A cold, clean rage, the kind I hadn’t felt since the war, settled in my chest.
“He told Mommy he’d make it look like an accident,” Aiden whispered, his breath catching, blood bubbling at the corner of his lips. “Like I fell. But I didn’t fall. He pushed me. Fourteen times. I counted. He pushed me down the stairs fourteen times until I stopped crying.”
I realized in that moment that this wasn’t a child asking for revenge. This was a dying soldier giving his final battlefield testimony. And we were his only witnesses.
I leaned in close, my face just inches from his. “Aiden,” I said, my voice thick. “You listen to me. You don’t need to hire us. You don’t need to pay us a dime. We will take care of Lily. I swear it on my life and the lives of all my brothers. You rest now, little soldier. Your job is done.”

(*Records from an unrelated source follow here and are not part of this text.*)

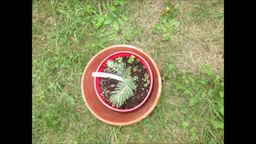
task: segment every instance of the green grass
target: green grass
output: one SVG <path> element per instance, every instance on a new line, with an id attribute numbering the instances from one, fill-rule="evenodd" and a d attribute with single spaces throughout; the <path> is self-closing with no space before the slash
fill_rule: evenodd
<path id="1" fill-rule="evenodd" d="M 33 1 L 33 143 L 223 143 L 223 0 L 122 2 Z M 162 77 L 156 108 L 128 126 L 98 120 L 81 94 L 114 44 L 142 48 Z"/>

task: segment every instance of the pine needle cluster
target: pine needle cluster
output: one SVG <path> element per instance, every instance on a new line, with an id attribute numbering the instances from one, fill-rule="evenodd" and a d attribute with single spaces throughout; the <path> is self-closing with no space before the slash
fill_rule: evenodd
<path id="1" fill-rule="evenodd" d="M 129 98 L 134 96 L 133 90 L 137 87 L 130 76 L 131 68 L 126 68 L 125 63 L 120 61 L 110 60 L 106 65 L 110 72 L 122 78 L 122 81 L 119 82 L 115 90 L 110 92 L 110 102 L 116 107 L 120 107 Z"/>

A single, perfect tear slid from his one good eye. A look of peace, of profound relief, settled on his broken face. He let go of my vest, and his eyes fluttered closed.
We left just as his mother was coming back down the hall with her smiling, concerned-looking boyfriend, Rick. I didn’t say a word. I just looked at him, and I let him see the promise in my eyes.
Aiden died the next morning. But he didn’t die in vain. His seven dollars had purchased his sister’s life. We became ghosts, watching Rick’s every move. We learned his routines, his hangouts. And we found the proof—a hidden cell phone with videos. Videos that made the most hardened men in my club weep.
We didn’t take our own justice. Aiden deserved more than that. He deserved the kind of justice the system promises but so often fails to deliver. We delivered our evidence file to a state detective we trust, a man who knows the difference between a fall and a murder.
Last week, they arrested Rick for the murder of Aiden Murphy. The mother, finally free, told them everything.
Tomorrow is Aiden’s funeral. He has no family to carry his casket. But he has us. The Disciples will be his pallbearers. We will stand guard over his grave. And then, we will make sure his baby sister, Lily, is safe for the rest of her life. It’s the most important contract our club has ever taken. A sacred duty, paid in full with seven dollars of tooth fairy money.